I am also putting it as a comment on the glossary website.

I am taking this opportunity to suggest that anybody who wishes to make a terminology comment will do it soon, since we would like to close a first version in the next month or so.

More terminology issues - later.

Sunday, September 30, 2007

Event Processing - a footnote to databases ?

More in the spirit of the VLDB conference I've attended last week, there is a conception in the database community that event processing is really part of database technology, and that the functionality of event processing can be obtained using regular databases by inserting the events into the database, and asking "continuous queries" in the database. According to this outlook, the only reason that customers want to have engines outside the database engine is when some performance properties - typically - throughput and latency cannot be satisfied by database engines, but this can be handled by some tricks - like in-memory databases.


This reminds me that in the first conference I have ever organized: NGITS 1993 (we did not have conference webpages at those days) there was a discussion about the relations between Artificial Intelligence and Databases that followed the keynote address of John Mylopoulos, whom I always considered as one of the most visionary people I've ever met, John said something like this "the difference between AI and database discipline is that AI is a scientific discipline and database is an engineering discipline, which deals of efficiency issues", he, of course, made the database people who were present, quite angry, however, now that I am looking from the outside (at that time I have looked from the inside) on the way that database people think, I realize that he was, as usual, right.

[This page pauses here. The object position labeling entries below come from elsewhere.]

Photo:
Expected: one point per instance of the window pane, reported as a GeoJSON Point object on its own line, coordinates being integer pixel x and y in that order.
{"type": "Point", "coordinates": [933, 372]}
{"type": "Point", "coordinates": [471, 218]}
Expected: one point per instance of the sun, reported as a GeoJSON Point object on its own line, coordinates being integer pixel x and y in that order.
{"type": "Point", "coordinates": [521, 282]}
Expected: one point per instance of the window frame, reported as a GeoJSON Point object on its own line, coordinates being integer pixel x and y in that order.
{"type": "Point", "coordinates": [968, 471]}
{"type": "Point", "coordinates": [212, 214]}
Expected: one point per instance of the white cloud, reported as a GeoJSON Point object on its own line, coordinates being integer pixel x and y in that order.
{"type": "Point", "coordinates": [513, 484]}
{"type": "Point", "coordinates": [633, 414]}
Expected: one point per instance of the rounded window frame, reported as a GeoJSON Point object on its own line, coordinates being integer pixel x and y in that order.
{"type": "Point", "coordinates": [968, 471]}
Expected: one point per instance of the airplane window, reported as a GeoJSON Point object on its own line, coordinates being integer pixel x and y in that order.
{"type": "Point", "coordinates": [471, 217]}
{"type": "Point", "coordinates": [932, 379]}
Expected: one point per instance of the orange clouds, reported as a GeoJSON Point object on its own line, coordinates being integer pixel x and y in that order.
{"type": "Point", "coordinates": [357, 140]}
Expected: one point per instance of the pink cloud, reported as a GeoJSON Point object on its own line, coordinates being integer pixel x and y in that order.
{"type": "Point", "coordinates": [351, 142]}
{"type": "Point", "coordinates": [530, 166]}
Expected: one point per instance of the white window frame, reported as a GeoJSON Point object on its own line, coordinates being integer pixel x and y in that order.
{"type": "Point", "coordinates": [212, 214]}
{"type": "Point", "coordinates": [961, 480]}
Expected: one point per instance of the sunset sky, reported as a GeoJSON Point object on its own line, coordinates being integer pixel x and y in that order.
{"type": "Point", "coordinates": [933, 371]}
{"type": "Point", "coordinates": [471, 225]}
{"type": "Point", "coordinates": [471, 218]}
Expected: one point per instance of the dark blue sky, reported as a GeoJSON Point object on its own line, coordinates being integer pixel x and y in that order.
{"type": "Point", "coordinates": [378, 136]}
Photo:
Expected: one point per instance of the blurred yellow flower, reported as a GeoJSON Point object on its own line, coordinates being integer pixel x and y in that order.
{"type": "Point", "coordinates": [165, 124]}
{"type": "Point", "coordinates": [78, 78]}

While, high performance is one of the reasons that customers turn to COTS in this area, this is only the secondary reason, the main reason is that event processing software is being used is the level of abstraction they provide, and consequently the improvement in ROI. It seems also that the main competition between different products will be more in the ROI (ease of use) front, then in the performance front.


Event processing is different in the required functionality from database processing, the fact that database processing processes a state ("snapshot"), and event processing processes a set of transitions ("event cloud") impose different thinking, and hence different abstractions. Trying to introduce event pattern detection as extension to database processing (as we have seen in the EPTS meeting, the proposal being prepared now) have several attributes - simplicity is not part of them, and thus it totally misses the point of "ease of use", only to satisfy the assertion that event processing should be done within database processing. While these are nice academic attempts, and probably researchers will be able to write a lot of papers about the pattern extensions to SQL, I don't believe that they will catch in reality.

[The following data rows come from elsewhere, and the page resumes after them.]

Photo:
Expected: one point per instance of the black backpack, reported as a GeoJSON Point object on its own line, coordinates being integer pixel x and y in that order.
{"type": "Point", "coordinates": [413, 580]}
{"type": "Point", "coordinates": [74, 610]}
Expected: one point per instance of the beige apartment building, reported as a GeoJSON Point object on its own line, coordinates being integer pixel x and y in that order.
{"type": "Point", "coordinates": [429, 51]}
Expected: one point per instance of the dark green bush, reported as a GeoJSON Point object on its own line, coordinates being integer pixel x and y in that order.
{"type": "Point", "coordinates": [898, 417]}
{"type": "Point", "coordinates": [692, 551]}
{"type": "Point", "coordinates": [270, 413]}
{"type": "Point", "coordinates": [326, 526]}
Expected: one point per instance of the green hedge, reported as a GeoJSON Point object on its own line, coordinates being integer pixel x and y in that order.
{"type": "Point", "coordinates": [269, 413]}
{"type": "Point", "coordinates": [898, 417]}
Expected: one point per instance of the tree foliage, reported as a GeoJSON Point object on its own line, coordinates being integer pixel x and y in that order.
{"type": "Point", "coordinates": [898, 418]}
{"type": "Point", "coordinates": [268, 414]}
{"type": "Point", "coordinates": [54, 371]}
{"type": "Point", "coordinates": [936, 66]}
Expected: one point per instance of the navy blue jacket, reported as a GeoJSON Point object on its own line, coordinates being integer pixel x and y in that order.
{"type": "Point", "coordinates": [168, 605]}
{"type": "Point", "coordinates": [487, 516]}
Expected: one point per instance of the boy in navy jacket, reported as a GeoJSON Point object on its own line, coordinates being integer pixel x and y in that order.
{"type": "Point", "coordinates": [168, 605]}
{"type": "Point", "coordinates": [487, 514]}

However - databases do have several roles in event processing, here are a few of them:

(1). Databases will be used to store events that should be used for retrospective processing. These database require to support temporal (or even spatio-temporal) characteristics; the database products don't provide yet good support of this area, and this deserves a separate blog.

(2). Databases (or in-memory databases) Will be used to store intermediate states for recoverability.

(3). Databases will be used to enrich events for processing (mainly reference data, but sometimes transaction data).
(4). Data warehouses will be used for embedded analytics.


I think that the database community should concentrate in enhancing database technology to support these functions in event processing -- e.g. temporal database support - both in abstraction level and efficiency in implementation, instead of insist on extend SQL in unnatural way.
I still need to discuss in more depth several topics like: temporal databases, retrospective processing, and alternative approach for SQL patterns, but will leave it for later.